ニセ薬健康被害、世界1337人…死亡424人


国際的に問題となっている偽造薬により健康被害を起こした人は、2005~10年に、世界で少なくとも1337人に上り、うち424人が死亡していたことが厚生労働省研究班の調査でわかった。
 偽造薬は、不当な利益を得るため、正規の薬に似せて販売されているニセ薬のこと。調査は、10年までに発表された英語の学術論文で、偽造薬について記載のある1608件のうち健康被害とその原因が書かれたものを分析し、把握できた25件をまとめた。

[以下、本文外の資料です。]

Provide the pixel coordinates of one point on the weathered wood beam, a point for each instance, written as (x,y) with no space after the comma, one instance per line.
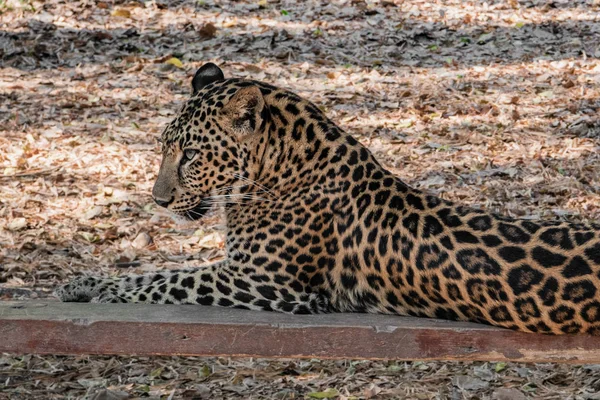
(136,329)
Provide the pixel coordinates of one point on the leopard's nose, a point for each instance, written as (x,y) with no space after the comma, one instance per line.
(162,202)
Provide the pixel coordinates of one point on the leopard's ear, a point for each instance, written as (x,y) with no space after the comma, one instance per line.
(208,73)
(243,111)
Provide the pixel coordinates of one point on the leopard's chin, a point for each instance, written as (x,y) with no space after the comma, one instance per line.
(196,212)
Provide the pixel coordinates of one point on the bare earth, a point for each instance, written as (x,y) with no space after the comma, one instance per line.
(494,104)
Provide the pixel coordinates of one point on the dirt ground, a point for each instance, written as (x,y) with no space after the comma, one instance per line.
(491,103)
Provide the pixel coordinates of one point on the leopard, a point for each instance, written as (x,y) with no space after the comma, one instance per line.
(315,224)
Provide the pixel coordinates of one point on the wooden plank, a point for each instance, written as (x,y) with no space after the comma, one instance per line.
(138,329)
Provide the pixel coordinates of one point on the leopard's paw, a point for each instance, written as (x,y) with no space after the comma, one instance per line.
(108,298)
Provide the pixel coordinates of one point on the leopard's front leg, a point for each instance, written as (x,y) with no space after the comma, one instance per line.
(218,284)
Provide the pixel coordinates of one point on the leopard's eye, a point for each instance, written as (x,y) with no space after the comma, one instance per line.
(189,154)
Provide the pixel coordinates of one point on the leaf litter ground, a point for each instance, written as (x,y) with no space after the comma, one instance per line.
(494,104)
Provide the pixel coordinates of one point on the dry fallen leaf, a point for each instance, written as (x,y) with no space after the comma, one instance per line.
(121,12)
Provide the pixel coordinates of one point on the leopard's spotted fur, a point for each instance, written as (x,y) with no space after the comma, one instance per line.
(315,224)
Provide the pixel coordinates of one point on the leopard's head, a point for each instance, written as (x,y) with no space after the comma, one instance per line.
(212,146)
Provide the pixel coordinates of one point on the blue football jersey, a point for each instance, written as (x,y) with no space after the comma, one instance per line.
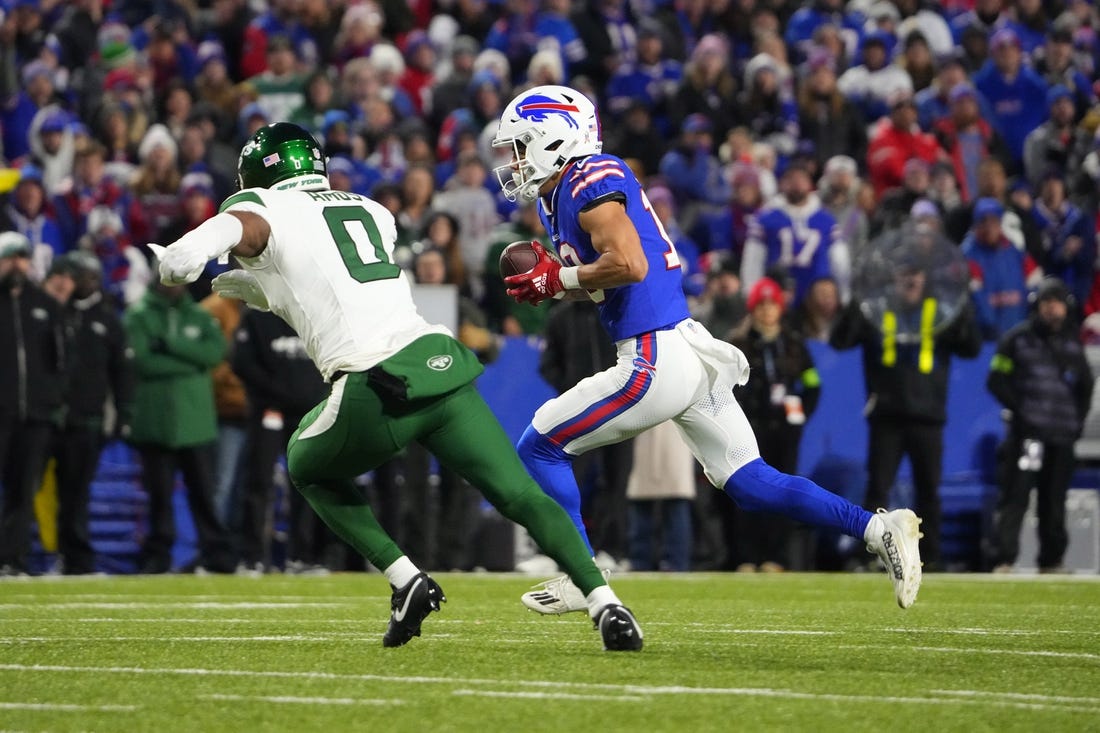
(796,238)
(655,303)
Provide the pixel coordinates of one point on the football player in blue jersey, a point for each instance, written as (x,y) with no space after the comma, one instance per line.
(613,249)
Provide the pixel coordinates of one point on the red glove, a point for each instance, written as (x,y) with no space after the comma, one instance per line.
(540,282)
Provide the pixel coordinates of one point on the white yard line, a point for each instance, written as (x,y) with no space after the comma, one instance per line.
(297,700)
(45,605)
(992,699)
(1019,696)
(548,696)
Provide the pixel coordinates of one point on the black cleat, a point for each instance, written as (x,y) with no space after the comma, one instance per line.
(619,628)
(410,605)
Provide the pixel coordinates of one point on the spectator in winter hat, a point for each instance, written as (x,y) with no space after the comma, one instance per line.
(320,99)
(360,29)
(52,146)
(212,84)
(895,140)
(967,139)
(25,212)
(708,87)
(826,118)
(1057,65)
(17,115)
(916,58)
(419,66)
(450,91)
(282,87)
(999,272)
(871,85)
(116,48)
(838,190)
(251,119)
(1056,143)
(895,204)
(1068,236)
(1014,91)
(691,168)
(155,187)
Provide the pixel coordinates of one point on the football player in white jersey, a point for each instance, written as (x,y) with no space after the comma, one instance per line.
(323,261)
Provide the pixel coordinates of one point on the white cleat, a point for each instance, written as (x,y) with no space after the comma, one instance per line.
(897,542)
(557,597)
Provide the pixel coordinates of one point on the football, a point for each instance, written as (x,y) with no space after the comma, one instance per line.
(517,259)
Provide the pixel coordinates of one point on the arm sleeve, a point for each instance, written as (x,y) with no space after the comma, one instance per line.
(254,201)
(755,255)
(601,178)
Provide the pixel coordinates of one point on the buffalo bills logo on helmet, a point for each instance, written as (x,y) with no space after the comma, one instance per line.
(537,108)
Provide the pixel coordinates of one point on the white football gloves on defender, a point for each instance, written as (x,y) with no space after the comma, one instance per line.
(242,285)
(185,260)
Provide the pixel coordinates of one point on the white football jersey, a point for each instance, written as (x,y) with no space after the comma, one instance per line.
(329,272)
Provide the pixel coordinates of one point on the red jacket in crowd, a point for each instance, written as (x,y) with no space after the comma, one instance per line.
(889,149)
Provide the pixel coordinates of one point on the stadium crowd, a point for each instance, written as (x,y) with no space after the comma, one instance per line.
(777,141)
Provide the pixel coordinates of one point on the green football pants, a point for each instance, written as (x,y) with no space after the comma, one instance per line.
(355,429)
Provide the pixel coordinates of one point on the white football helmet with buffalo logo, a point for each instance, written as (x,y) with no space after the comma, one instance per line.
(546,127)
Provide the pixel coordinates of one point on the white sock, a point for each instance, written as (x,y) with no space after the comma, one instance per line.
(875,529)
(402,571)
(600,598)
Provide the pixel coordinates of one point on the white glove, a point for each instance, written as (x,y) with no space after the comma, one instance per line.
(185,260)
(243,286)
(179,264)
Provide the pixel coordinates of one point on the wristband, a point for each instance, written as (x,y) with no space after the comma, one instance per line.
(570,277)
(215,237)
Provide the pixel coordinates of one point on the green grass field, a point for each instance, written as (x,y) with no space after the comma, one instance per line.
(723,652)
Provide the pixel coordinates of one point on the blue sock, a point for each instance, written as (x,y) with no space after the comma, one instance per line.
(552,469)
(757,487)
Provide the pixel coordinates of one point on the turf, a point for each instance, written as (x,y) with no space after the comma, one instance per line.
(790,652)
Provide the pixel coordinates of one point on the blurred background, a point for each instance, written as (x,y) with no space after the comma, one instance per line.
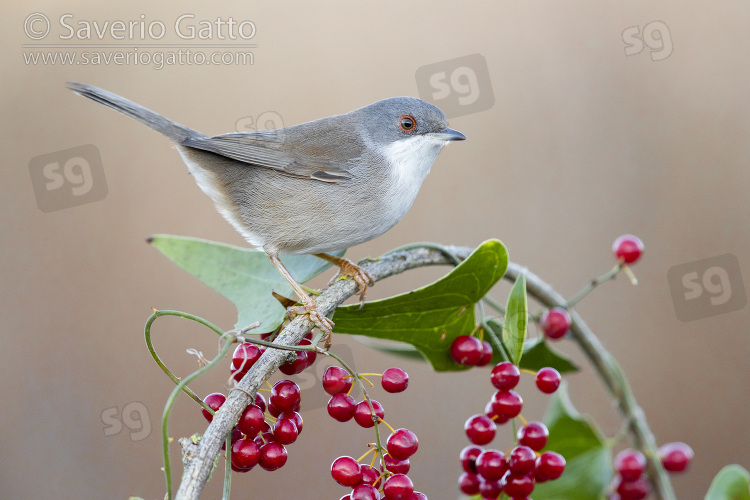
(585,120)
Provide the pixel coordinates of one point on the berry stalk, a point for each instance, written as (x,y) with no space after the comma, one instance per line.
(610,372)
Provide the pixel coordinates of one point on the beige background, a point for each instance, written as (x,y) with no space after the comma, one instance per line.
(583,144)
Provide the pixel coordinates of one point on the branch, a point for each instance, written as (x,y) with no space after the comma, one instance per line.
(199,458)
(610,372)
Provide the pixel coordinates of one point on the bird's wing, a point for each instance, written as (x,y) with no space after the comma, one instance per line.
(268,149)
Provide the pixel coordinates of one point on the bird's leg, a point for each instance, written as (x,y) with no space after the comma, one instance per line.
(349,268)
(308,305)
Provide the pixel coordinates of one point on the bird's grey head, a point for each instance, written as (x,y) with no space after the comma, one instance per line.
(405,118)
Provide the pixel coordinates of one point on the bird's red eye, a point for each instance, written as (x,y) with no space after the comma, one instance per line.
(407,123)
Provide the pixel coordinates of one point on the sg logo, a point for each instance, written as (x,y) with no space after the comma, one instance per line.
(655,36)
(135,417)
(707,287)
(268,120)
(459,86)
(68,178)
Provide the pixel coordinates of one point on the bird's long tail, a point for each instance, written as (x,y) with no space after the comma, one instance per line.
(178,133)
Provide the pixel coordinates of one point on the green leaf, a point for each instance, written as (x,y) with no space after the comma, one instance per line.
(537,354)
(494,335)
(516,318)
(431,317)
(731,483)
(588,469)
(243,275)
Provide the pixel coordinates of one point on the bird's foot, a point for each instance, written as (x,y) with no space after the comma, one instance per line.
(309,308)
(359,275)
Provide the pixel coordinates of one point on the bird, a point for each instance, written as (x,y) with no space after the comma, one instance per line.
(312,188)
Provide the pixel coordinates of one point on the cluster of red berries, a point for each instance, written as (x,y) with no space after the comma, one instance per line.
(630,482)
(366,481)
(489,472)
(263,431)
(254,440)
(470,351)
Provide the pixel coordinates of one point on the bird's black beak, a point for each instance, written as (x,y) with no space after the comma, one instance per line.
(448,134)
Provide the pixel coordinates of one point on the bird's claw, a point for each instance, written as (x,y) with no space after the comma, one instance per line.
(309,308)
(359,275)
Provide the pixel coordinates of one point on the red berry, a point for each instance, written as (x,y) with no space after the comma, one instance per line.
(285,431)
(370,475)
(251,421)
(365,492)
(550,465)
(522,460)
(548,380)
(491,465)
(285,396)
(507,404)
(486,354)
(297,366)
(235,436)
(468,457)
(402,444)
(627,248)
(336,380)
(341,407)
(480,429)
(263,438)
(630,464)
(244,357)
(214,401)
(395,380)
(311,355)
(505,376)
(632,490)
(294,417)
(468,483)
(676,457)
(466,350)
(272,455)
(260,401)
(245,454)
(396,466)
(346,471)
(555,323)
(517,486)
(363,414)
(238,469)
(490,489)
(398,487)
(534,435)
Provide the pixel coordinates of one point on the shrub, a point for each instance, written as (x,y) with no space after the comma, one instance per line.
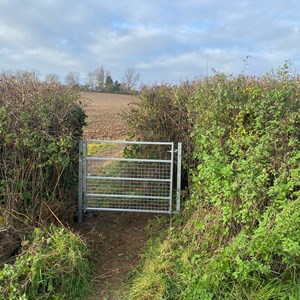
(40,125)
(238,237)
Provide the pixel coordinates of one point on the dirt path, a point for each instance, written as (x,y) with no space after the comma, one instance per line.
(116,239)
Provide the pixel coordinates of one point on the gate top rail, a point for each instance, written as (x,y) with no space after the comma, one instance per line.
(129,142)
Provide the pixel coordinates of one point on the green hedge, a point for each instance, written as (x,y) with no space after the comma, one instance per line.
(238,237)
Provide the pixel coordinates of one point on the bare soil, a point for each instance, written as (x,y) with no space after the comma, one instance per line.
(105,115)
(116,239)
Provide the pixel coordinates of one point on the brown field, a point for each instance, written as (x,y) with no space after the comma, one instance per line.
(104,111)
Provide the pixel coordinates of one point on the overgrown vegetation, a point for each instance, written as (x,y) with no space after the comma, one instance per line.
(53,265)
(238,237)
(40,125)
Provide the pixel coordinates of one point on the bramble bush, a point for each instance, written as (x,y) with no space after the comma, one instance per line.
(40,127)
(238,237)
(40,124)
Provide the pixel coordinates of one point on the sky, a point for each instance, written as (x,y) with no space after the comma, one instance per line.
(164,41)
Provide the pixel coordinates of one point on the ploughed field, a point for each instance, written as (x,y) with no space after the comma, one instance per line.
(104,115)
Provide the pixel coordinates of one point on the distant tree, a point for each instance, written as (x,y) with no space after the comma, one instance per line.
(130,79)
(92,81)
(116,86)
(28,75)
(101,75)
(72,79)
(52,78)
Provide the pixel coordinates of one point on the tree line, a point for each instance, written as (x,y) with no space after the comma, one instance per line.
(99,80)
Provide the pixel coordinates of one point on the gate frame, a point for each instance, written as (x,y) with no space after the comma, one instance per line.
(82,176)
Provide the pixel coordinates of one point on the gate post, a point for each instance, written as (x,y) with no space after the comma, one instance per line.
(178,188)
(79,209)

 それによると、被害の発生国は発展途上国64%、先進国36%。薬の種類は、解熱鎮痛・せき止め薬が36%と最も多く、次いで糖尿病治療薬と性機能改善薬がともに12%だった。
 把握事例の4割を占める10件が2005年以降に発生。
 具体例としては、抗がん剤の一種ベバシズマブの偽造薬で目の治療を受けた80人が急性眼内炎を起こした中国の例(10年)や、血液の凝固を防ぐ薬ヘパリンに中国産の偽造原料が使われたと見られ、785人がアレルギー反応を起こしたアメリカの例(08年)などがあった。
 今回の調査結果に国内の被害事例はなかったが、調査に当たった金沢大の木村和子教授は「偽造薬の健康被害は表面化しないものが多く、今回の調査結果も氷山の一角。日本でも最近、インターネットの個人輸入で被害が出ており、危険性をもっと認識する必要がある」と警告している。